Bakmamayı öğrenmiştim uzun bir süre sadece bakmamayı, yazdığıma nasıl yazdığıma neyi yazdığıma neyle yazdığıma bakmamayı, bunlar küçük detaylardı bunlara takılarak ilerleyemeyecektim. Benim anlatmaya ihtiyacım vardı anlatmaya sanki bentlerinden aşan sular gibi atlayarak sıçrayarak ve kendisini aşarak anlatmaya...

Biraz daha koşuyorduk biraz daha koşuyorduk ve biraz daha...

Her defasında biraz daha yukarıya sıçrayarak ve tutturduğu ritmi bozmadan, bazen durup kendi etrafımda dönüp, biraz dans edip koşmaya devam edecektim, ben de bu hayatı böyle dizayn edecektim. Özlediğim her şeyi kendimi yargılamadan özleyecektim, severek ve düşünmeden yiyecek,
ve istediğim kadar su içecektim, doya doya, doya doya, doya doya. İşte burada birlikte oluşturduğumuz şey buydu, burada birlikte var oluşumuzu başlatmaya çalışıyorduk, biraz daha koşacaktık biraz daha biraz daha...

Tekli uzaya dair tüm sırları bilerek burada duruyorken bir baktım artık duramıyorum, burası derin bir evren değil, buraya sığamıyorum artık, burası bizim daha yakın durmamız gereken bir evren değil, burası bizim birbirimizi atlatmamız birbirimizin üzerinden atlamamız gereken bir evren. Bendlerinden aşan sular gibi coşkuyla ve karbeyazı pırıltılarını yüzümüzde taşıyarak atlatmamız gereken bir evren, işte bu yüzden biraz daha koşacaktık, biraz daha...

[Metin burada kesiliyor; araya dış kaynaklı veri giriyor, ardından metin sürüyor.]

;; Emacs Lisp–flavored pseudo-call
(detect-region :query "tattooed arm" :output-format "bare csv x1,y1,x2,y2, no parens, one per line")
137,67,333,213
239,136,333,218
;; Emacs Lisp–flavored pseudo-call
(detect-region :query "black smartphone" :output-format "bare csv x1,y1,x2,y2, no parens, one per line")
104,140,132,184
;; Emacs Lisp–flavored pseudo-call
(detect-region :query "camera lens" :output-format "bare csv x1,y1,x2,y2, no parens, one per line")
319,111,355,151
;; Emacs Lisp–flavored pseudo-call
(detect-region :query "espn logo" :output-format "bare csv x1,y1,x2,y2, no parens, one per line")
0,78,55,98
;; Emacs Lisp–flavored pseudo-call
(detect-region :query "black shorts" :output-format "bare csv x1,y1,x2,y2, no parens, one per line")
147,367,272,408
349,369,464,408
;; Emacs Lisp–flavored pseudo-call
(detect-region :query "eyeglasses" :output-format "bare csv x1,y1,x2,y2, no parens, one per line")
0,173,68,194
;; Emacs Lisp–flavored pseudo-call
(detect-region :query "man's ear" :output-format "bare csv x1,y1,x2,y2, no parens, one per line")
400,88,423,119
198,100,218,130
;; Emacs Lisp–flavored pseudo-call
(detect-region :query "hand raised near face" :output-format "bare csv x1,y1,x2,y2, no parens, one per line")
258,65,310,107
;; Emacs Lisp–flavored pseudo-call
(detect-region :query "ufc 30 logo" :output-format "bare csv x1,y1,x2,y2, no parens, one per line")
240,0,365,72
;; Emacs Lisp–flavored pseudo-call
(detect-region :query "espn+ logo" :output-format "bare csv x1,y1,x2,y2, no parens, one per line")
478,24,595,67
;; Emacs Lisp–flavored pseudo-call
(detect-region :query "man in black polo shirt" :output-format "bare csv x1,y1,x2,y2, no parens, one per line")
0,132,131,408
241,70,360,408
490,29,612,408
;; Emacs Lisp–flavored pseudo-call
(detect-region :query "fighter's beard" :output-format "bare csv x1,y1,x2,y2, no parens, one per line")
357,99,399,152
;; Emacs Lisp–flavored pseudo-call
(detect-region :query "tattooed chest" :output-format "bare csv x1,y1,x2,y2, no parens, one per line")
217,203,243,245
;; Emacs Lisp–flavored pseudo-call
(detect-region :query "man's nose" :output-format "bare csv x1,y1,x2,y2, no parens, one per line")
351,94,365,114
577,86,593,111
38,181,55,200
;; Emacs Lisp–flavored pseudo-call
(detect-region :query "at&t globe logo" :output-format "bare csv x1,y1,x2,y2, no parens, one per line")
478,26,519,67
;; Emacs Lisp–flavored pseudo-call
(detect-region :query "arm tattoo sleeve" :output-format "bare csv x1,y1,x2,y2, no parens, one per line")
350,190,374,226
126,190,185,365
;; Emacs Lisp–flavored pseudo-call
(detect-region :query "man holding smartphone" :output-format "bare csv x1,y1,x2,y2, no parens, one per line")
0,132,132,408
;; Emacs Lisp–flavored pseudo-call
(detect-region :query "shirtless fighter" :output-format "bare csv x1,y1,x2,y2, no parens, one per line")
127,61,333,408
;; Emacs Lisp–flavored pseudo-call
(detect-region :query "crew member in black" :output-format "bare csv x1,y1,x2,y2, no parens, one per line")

Her defasında biraz daha yükseğe sıçrayacak ve istifimizi hiç bozmadan devam edecektik, burası senin ve benim anlaşmamız veya savaşmamız gereken bir evren bile değil bunu anlayacaktık, burası dar, burası sıkışık, burası kollarımı sıkıca tutup üzerime yürüyen insanların evreni...

Biraz daha koşacaktık biraz daha, ta ki yeni bir şey olana yepyeni bir şeye dönüşene kadar, artık olduğumuz kişiler olmayana kadar, koşacaktık ve atlayacaktık ıslak taşların üzerinden; birbirimize karışacak karmaşıklaşacak bambaşkalaşacaktık.

İşte yaz ortası gelmiş birbirimizin gözlerinin içine bakıyoruz; içten gelen bir gülme hissini bastırarak ve birbirimizin etrafında dönerek; her şeyin en iyi gitme ihtimalinde bile burada birbirimize böylece bakarak geçirdiğimiz bir zaman vardı, tüm evrenlerde bu an vardı ve tüm ihtimallerde yaşanacaktı...

Ancak gözünün ucuyla yakalayabileceğin kadar hızlı, ancak pırıltılı bir yaz ortası güneşi kadar ılık, ancak senenin ilk karpuzunu ısırdığın zamanki kadar keyifli ve yerinde hissettiren bir an vardı ve evet, tüm ihtimallerde yaşanacaktı...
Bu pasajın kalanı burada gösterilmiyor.